Becoming an Australian superannuation fund
You advised that your client has considered taking steps to turn the Company A Superannuation Fund into an Australian superannuation fund. If this course of action eventuates, it should be noted that item 3 of the table in section 295-320 of the ITAA 1997 will apply to the assessable income of the Company A Superannuation Fund.
Item 3 of the table in section 295-320 of the ITAA 1997 applies where a complying superannuation fund (CSF) or non-complying superannuation fund (N-CSF) is an Australian superannuation fund for an income year but was a foreign superannuation fund for the previous income year. If that is the case then the assessable income of the CSF or N-CSF for the income year includes the ordinary and statutory income from previous years worked out under section 295-330.
Under section 295-330 of the ITAA 1997, the amount of ordinary and statutory income from previous years to be included in the assessable income of a superannuation fund for an income year is calculated using the following formula:
Sum of the market values of the fund's assets just before the start of the income year |
- |
Amount in the fund at that time representing contributions made by current members |
Taxation of non-complying superannuation fund
Subsection 42(1) of the SIS Act states, among other things, that a superannuation fund is a CSF in relation to an income year if:
(a) the fund is a resident regulated superannuation fund at all times during the income year when the fund is in existence; and
(b) in respect of the income year the trustee of the fund either did not contravene any of the regulatory provisions in relation to the fund or did contravene certain regulatory provision(s) in relation to the fund but did not fail the culpability test set out in subsection 42(1A).
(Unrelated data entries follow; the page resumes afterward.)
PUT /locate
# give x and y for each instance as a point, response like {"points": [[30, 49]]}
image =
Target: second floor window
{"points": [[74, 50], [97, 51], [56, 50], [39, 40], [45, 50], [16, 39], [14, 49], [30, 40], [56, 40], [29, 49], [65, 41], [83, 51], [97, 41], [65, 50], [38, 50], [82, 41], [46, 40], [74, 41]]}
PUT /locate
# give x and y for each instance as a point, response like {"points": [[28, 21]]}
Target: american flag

Section 45 of the SIS Act provides, among other things, that a superannuation fund is a CSF for the purposes of the Income Tax Assessment Act in relation to an income year if, and only if, the Regulator has given a notice to a trustee of the fund under section 40 of the SIS Act stating that the fund is a CSF in relation to the income year.
Under subsection 26(2) of the Income Tax Rates Act 1986, the rate of tax that applies to the taxable income of a N-CSF is 45%.